Program lifecycle phase

Program lifecycle phases are the stages a computer program undergoes, from initial creation to deployment and execution. The phases are edit time, compile time, link time, distribution time, installation time, load time, and run time.

Lifecycle phases do not necessarily happen in a linear order, and they can be intertwined in various ways. For example, when modifying a program, a software developer may need to repeatedly edit, compile, install, and execute it on his own computer to ensure sufficient quality before it can be distributed to users; copies of the modified program are then downloaded, installed, and executed by users on their computers.

Phases

Edit time is when the source code of the program is being edited. This spans initial creation to any bug fix, refactoring, or addition of new features. Editing is typically performed by a person, but automated design tools and metaprogramming systems may also be used.
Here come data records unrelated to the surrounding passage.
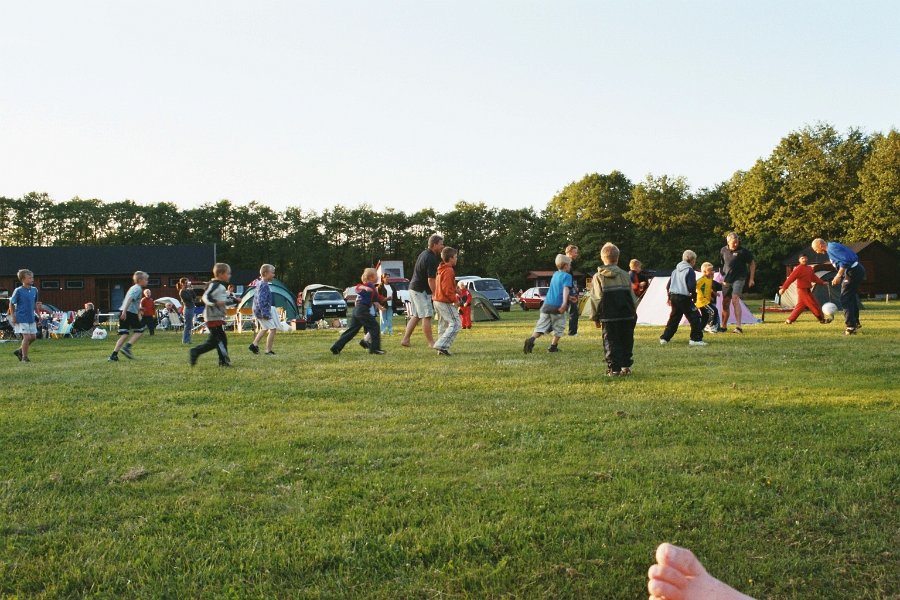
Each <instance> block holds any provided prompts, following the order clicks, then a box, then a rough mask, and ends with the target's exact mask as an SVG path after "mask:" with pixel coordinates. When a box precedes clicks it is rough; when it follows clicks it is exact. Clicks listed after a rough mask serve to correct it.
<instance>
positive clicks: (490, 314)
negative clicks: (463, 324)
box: [471, 290, 500, 321]
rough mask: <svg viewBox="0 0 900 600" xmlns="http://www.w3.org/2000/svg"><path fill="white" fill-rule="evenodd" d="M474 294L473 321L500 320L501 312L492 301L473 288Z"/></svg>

Compile time is when source code is translated into machine code by a compiler. Part of this involves language checking, such as ensuring proper use of the type system. The result of successful compilation is an executable.

Link time connects all of the necessary machine code components of a program, including externals. It is very common for programs to use functions implemented by external libraries, all of which must be properly linked together. There are two types of linking. Static linking is when the connection is made by the compiler, which is always prior to execution. Dynamic linking, however, is performed by the operating system (OS) just before, or even during, execution.

Distribution time is process of transferring a copy of a program to a user. The distribution format is typically an executable, but may also be source code, especially for a program written in an interpreted language. The means of distribution can be physical media such as a USB flash drive or a remote download via the Internet.

Installation time gets the distributed program ready for execution on the user's computer, which often includes storing the executable for future loading by the OS.

Load time is when the OS takes the program's executable from storage, such as a hard drive, and places it into active memory, in order to begin execution.

Run time is the execution phase, when the central processing unit executes the program's machine code instructions. Programs may run indefinitely. If execution terminates it will either be normal, expected behavior or an abnormality such as a crash.